Fargo shook his head, then grabbed up the rest of his gear and headed to the hotel, wondering about some of the strange sayings people had in this city. As much as he’d traveled, combing back and forth across the frontier, most of the people he’d run into talked pretty much as he did. The city of New Orleans was a strange place, almost a world of its own, and he’d be glad to leave it behind him.
He felt even more besieged by the city as he walked its streets now. Maybe it was the convergence of all the historical troubles that had taken place here. The French displacing the Indians, the French ceding control to Spain in a secret and unpopular treaty provision—and little more than a decade later French and German settlers forcing the Spanish governor to flee. And during all this, enormous epidemics of malaria, small-pox, and yellow fever, to name just a few of the terrible medical mishaps that thinned the population again and again.
Add to this the strange beliefs and cults that entangled so much of daily life in the city. The Cajuns with their swamp tales and myths, and the constant evidence of voodoo, that fevered belief system that merged Roman Catholicism with Haitian black magic. Many of the stores advertised that they sold trinkets of various kinds to combat spells and curses.

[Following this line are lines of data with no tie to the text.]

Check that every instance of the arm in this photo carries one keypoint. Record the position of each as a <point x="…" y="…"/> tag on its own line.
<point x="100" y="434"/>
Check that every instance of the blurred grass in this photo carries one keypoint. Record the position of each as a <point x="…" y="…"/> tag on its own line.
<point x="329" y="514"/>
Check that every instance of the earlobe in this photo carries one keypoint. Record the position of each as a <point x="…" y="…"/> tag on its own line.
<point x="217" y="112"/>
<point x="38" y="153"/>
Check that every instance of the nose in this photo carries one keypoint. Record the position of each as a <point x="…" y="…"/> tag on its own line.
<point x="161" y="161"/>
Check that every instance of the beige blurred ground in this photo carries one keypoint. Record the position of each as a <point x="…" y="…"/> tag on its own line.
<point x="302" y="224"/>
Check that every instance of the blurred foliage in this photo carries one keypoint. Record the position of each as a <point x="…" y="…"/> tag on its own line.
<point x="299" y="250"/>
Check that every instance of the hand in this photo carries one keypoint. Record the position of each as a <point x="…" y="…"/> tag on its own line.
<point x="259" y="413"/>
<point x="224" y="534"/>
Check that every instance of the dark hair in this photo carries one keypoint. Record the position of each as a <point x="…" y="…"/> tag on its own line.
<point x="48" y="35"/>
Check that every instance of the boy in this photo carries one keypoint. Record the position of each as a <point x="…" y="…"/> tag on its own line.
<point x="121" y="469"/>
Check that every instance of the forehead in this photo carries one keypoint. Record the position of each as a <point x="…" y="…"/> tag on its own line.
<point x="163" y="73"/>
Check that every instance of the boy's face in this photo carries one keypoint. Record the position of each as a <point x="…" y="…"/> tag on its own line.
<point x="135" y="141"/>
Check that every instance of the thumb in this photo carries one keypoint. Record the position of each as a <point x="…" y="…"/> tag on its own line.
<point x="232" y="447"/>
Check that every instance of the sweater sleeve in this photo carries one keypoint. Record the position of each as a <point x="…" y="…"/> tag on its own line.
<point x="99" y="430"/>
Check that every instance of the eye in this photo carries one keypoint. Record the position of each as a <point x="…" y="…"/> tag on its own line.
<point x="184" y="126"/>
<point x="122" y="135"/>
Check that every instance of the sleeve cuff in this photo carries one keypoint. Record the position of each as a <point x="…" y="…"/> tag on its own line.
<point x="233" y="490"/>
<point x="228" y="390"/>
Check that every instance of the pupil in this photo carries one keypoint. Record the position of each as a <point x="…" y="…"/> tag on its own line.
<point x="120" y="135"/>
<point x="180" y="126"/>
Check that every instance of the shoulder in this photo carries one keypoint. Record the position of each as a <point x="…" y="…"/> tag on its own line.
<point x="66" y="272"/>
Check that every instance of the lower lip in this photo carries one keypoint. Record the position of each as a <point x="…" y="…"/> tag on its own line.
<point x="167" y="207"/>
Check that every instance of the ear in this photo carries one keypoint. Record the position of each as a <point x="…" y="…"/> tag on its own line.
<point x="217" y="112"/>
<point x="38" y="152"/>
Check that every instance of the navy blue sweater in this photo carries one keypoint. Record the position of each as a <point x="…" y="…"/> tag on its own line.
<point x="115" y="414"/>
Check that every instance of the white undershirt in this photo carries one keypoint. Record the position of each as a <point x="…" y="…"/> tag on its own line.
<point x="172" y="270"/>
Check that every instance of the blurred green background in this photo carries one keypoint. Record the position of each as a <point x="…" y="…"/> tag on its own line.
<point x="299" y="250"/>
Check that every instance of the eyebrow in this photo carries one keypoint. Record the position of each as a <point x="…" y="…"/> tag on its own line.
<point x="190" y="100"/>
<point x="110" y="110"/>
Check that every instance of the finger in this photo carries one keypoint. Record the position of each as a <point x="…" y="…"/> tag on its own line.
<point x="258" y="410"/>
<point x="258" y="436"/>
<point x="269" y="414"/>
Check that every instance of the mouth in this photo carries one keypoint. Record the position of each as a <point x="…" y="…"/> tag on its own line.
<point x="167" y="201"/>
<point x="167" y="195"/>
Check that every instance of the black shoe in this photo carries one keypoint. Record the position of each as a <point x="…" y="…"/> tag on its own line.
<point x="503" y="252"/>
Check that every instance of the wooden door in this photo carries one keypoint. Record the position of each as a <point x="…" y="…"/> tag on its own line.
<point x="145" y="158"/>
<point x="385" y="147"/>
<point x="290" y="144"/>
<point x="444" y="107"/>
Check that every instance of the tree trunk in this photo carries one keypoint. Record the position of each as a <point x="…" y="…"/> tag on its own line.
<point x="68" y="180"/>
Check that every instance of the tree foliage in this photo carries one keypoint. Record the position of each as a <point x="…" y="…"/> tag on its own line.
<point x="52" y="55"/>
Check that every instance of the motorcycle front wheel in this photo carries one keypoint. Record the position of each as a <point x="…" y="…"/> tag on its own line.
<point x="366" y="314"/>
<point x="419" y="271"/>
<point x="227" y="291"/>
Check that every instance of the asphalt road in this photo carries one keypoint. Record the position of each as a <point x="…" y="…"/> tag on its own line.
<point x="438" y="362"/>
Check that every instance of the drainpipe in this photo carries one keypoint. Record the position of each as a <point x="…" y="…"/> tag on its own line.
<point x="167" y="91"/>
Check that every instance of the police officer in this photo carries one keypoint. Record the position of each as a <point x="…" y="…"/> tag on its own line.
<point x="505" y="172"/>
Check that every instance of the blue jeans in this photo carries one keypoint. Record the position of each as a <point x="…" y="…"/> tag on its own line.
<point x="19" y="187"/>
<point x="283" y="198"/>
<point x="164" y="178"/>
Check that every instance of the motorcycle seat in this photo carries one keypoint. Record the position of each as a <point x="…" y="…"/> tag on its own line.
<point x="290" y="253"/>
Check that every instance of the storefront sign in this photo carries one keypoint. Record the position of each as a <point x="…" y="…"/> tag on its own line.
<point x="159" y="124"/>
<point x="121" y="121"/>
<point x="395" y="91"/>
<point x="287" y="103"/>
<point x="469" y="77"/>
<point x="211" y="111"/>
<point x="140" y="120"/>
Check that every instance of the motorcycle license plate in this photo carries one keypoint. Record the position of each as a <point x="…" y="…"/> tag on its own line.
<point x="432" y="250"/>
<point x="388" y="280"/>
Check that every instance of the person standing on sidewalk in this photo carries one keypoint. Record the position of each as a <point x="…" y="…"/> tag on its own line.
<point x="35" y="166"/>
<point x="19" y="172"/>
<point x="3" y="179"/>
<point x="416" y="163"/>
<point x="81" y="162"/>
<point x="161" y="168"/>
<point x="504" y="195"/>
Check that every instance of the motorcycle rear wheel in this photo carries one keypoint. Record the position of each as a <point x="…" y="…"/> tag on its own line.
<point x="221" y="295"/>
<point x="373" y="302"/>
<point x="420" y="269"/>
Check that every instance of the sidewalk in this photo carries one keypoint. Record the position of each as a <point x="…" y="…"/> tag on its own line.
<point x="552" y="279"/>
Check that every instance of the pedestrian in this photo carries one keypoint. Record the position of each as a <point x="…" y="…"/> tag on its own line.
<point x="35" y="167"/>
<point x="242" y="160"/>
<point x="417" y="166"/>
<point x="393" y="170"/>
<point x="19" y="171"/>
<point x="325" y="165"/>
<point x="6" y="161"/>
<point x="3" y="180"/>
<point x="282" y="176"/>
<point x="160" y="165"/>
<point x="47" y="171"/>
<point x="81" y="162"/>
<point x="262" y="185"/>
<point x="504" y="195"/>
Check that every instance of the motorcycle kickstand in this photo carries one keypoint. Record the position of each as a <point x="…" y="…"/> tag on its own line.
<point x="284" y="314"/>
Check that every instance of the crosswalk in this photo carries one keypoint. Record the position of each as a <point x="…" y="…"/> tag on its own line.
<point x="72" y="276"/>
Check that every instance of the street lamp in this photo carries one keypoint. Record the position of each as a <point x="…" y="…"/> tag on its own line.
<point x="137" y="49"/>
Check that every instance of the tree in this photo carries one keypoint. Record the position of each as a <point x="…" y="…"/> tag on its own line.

The shopkeepers would smile ironically about them but deep down you had the sense that on some level at least they believed in these things.
Say what you wanted about bloody trail towns with all their shoot-outs and boot hills. But however troubled they were, they didn’t dally with zombies and boiling pots of chicken parts meant to bring death to some unsuspecting person halfway across town.
Fargo had to smile at the thought of all this. He’d always heard about hell. But he’d never believed that he’d actually be able to walk its streets, not in this life, anyway.